Os Mistérios do "Tal Canal"
Um dia destes andei a ver antigos episódios do “Verão Azul” e confesso que fiquei admirada com a quantidade de pares de estalos que são sendo arriados naqueles putos ao correr das histórias. Só o Piranha levou para cima de meia dúzia num dia em que se resolveu armar em esperto e fazer greve de silêncio em casa.
Já não me lembrava de ter feito parte de uma fornada de malta cujos pais, para nosso próprio bem, não tinham qualquer pudor em nos pespegar umas boas e velhas galhetas. E eu levei umas quantas, confesso, sobretudo pela minha velha mania de não me saber calar nos momentos cruciais. Se em alguns casos considero que até foram bem arriadas e que me prepararam para a dureza da vida, noutros casos, demorei uma data de anos a engolir a injustiça da punição corporal.
O caso mais gritante foi o “Caso Tal Canal”. Ora o popular programa do Herman foi para o ar em 1983 quando eu tinha uns ingénuos 12 anos. Não havia qualquer hipótese de conseguir fazer segundas leituras dos sketches, mas, mesmo ficando-me pelos sentidos mais literais, ria-me que nem uma perdida, em uníssono com o resto da família. Achava um piadão ao Menino Nelito a infernizar a vida da sôdona Palmira, ao Estebes a falar à Puorto, ao Victor de Sousa a fazer de entrevistador, a Helena Isabel de locutora e por aí fora.
Andava tão entusiasmada com a revoada de humor que cantava incontrolavelmente a letra do genérico por todo o lado, inclusivamente à mesa do jantar em família, sublinhando efusivamente o verso final de cada estrofe, que acabava invariavelmente em “...e o que mais adoro em ti é o tal canal”. Com cara de poucos amigos, um dia o meu pai lançou-me o primeiro cartão amarelo – “Fazes favor de não cantar isso”.
Ingenuamente achei que o alerta tivesse por base o facto de estar a cantar à mesa. Nunca me passou pela cabeça que a letra desta ritmada canção pudesse conter significados obscuros. De maneira que não me inibi de, à primeira oportunidade, voltar a gritar pela casa fora “...e o que mais adoro em ti é o tal canal”, “...e o que mais adoro em ti é o tal canal”, “...e o que mais adoro em ti é o tal canal”. Até que PUMBA, lá saltou a lamparina da ordem, que aquilo não era casa em que se falasse dessas coisas (embora eu não fizesse a mínima ideia de que coisas estavam a falar).
Só muito recentemente, ao rever o genérico do programa, já com idade para cantarolar o que bem me apetecesse, finalmente se fez luz no espírito relativamente ao mistério ginecológico que estava por detrás do “Tal Canal”.

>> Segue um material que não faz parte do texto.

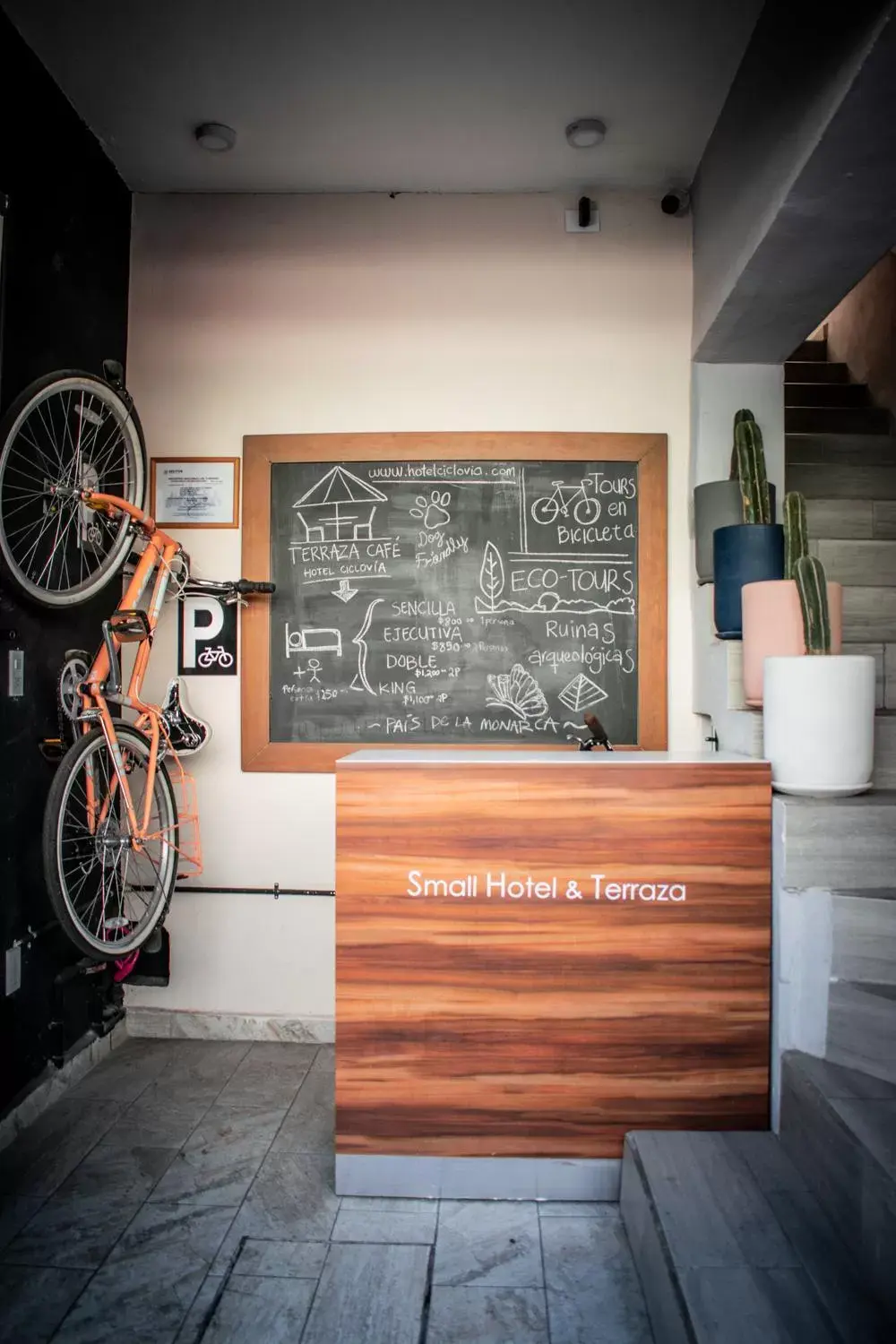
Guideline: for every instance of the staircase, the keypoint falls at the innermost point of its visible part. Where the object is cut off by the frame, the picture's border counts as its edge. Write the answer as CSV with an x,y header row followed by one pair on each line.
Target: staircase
x,y
762,1238
841,453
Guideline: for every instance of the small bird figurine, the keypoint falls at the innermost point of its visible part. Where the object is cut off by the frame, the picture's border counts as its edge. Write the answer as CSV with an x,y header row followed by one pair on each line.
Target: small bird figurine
x,y
598,731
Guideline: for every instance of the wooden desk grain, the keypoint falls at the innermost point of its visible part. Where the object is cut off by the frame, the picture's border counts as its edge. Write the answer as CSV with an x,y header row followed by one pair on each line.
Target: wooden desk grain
x,y
474,1026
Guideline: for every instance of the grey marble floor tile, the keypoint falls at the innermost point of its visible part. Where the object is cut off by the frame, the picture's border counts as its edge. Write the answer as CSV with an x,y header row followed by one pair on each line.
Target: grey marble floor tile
x,y
220,1160
594,1293
15,1211
370,1293
487,1316
308,1126
355,1225
198,1070
48,1150
147,1287
255,1308
125,1074
281,1260
199,1314
573,1209
120,1172
156,1124
487,1244
72,1231
269,1075
32,1301
290,1199
387,1204
325,1059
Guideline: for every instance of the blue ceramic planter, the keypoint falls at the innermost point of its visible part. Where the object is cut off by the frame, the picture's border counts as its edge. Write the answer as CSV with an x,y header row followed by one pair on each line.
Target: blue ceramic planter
x,y
745,553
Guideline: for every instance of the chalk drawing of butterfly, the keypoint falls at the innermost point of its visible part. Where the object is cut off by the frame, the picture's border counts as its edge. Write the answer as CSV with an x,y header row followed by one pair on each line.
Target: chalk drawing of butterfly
x,y
433,511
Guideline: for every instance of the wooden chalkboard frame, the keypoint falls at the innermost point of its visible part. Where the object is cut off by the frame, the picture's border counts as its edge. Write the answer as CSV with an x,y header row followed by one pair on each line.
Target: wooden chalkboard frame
x,y
263,451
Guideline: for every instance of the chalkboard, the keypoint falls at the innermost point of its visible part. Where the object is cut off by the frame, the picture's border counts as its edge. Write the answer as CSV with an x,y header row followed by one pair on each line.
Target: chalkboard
x,y
457,599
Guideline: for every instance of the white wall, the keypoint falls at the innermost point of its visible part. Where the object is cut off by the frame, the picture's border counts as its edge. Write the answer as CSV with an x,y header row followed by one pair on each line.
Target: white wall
x,y
254,314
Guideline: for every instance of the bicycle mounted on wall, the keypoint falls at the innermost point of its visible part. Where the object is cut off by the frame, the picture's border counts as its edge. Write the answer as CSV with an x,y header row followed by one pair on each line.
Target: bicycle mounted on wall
x,y
121,816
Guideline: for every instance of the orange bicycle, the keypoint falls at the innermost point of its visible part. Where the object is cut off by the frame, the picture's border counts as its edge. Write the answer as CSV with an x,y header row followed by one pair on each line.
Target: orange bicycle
x,y
121,812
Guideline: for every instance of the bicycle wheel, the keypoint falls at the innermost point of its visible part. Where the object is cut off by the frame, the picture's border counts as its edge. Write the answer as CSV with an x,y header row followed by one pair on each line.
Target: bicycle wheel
x,y
108,890
73,430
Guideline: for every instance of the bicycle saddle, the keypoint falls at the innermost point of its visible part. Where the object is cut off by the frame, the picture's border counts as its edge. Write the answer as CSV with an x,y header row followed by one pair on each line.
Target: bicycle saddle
x,y
185,733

Felizmente, os pais já se deixaram desta mania de andar a chegar a roupa ao pêlo à criançada por motivos musicais, caso contrário assistiríamos a espancamentos em praça pública, à porta da “Ilha Aventura”, quando crianças de 5 anos bamboleiam as ancas ao som “del moviemento sexy”.
E não, não vou falar do magote de miúdas de 10 anos das aulas de hip hop da escola católica dos meus filhos que se apresentaram num teatro matinal, envoltas em plumas, a lançar para a frente os braços numa coreografia convidativa que implorava “give me, give me, give me a man after midnight”. Sim, já nem falo disto. Não vá eu provocar, numa de revival, o regresso a alguns costumes bíblicos que implicavam apedrejamento.